The pope arrived in Astana late Saturday, beginning the latest in a series of foreign visits during which he has spoken out against religious strife. The trip took him to a region where many fear Islamic extremism from nearby Afghanistan but are also wary about the prospect of U.S. strikes against that country for harboring terror suspect Osama bin Laden.

The pope used his first Mass in Kazakstan, a largely secular country divided almost equally between Christians and Muslims, to call for religious reconciliation. Speaking Russian to a crowd of 50,000 in the city's central square, he pleaded with people to search ``for truth'' and follow the ``logic of love'' propagated by Jesus Christ.

In an English-language prayer at the end of the service, John Paul urged both Christians and Muslims to pray for a world where there is ``no room for hatred, discrimination or violence.''

``From this place, I invite both Christians and Muslims to raise an intense prayer to the One, Almighty God whose children we all are, that the supreme good of peace may reign in the world,'' the pope said.

``With all my heart, I beg God to keep the world in peace.''

Papal spokesman Joaquin Navarro-Valls later said John Paul ``supports measures to bring those responsible (for the Sept. 11 attacks) to justice.'' He did not say what specific measures the pope would back.

Bundled in scarves and sweaters against the autumn chill, pilgrims began arriving at the square before dawn. A military helicopter circled slowly above, while police and security guards scrutinized entry tickets and burrowed through people's bags, inspecting the sausages, bread and apples they brought for the hours-long wait.

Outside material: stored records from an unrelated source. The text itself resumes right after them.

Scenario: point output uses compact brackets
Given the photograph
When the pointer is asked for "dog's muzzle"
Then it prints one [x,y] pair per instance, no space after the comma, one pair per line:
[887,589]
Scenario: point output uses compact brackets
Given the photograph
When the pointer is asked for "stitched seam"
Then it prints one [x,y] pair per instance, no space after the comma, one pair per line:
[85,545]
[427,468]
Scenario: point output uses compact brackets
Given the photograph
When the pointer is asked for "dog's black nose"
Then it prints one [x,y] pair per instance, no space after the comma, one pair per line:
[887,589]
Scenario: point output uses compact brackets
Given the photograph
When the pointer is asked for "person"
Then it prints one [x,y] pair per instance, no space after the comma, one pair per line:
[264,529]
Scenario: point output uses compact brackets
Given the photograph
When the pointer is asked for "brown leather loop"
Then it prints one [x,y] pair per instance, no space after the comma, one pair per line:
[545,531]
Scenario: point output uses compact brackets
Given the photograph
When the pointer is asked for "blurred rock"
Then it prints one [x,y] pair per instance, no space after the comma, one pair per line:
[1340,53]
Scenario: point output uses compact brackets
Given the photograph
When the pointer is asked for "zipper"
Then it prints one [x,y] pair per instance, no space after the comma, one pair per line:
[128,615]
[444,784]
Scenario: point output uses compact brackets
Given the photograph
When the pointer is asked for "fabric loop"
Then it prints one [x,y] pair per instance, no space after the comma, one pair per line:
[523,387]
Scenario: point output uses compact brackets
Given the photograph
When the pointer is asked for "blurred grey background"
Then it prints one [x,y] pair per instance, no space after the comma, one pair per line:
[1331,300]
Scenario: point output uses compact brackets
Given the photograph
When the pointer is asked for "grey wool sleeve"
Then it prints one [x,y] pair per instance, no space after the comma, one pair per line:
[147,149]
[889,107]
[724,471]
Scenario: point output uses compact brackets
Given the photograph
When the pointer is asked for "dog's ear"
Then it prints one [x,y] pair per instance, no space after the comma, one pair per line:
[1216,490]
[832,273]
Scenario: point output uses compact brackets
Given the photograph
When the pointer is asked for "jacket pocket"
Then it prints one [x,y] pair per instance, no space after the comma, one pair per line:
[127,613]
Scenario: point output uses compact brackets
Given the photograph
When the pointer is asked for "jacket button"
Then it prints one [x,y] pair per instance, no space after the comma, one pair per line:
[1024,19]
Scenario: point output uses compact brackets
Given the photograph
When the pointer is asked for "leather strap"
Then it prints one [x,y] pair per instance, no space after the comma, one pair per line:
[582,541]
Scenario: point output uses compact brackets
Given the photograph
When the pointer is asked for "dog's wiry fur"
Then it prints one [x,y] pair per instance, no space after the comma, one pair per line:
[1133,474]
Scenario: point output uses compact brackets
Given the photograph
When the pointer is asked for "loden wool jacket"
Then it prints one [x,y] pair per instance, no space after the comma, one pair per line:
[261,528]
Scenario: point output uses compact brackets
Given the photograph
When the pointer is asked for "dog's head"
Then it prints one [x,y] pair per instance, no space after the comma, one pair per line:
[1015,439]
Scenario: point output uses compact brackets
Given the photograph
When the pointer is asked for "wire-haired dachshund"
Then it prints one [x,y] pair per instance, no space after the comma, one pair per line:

A half-dozen children from a Christian orphanage held hands and danced in a circle, singing while their teachers stamped their feet and blew on their hands to keep warm.

``What's happened has shocked the world so much that people need his words of hope and love and faith. That's why we came,'' said Zinova Bigaliyeva, 42, a cellist who traveled 20 hours by bus and train from the neighboring Central Asian nation of Kyrgyzstan.

Many in the crowd carried banners from their home parishes, some founded by Polish Catholics the Communists deported to the remote, harsh Kazak steppes in the 1930s.

``My parents dreamed of this day, but they didn't live long enough to see it,'' said Filia Bankovskaya, who was exiled to Kazakstan with her family in 1936 at the age of three. With a cotton scarf tied tightly around her face, she leaned on a metal barrier and strained to see the turquoise blue, yurt-shaped altar.

Addressing deportees and their descendants in the crowd, the pope said he was ``happy to be here today among you and tell you that you are close to the pope's heart.''

John Paul later met with President Nursultan Nazarbayev, who thanked him for traveling to Kazakstan so soon after the terrorist attacks, which raised fears about the pope's security.

``In recent days I was told this trip would be impossible because of the tragic events in America,'' the pope said. ``But we see it is possible.''

He congratulated Nazarbayev on 10 years of Kazakstan's post-Soviet independence and expressed hope that the Catholics who make up some 3 percent of the population could make their contribution to the nation. The majority religions are Islam and Russian Orthodox Christianity.

Nazarbayev pledged to respect minority rights, saying, ``Kazaks themselves were a minority in their own land.''

Soviet-era starvation among Kazaks, deportations of Slavs from the western Soviet Union and population resettlement campaigns to cultivate Kazakstan drive the ethnic Kazak population down to less than one-third of the republic's total in 1959. Now Kazaks comprise about 46 percent of the population of 15 million, and ethnic Russians 35 percent.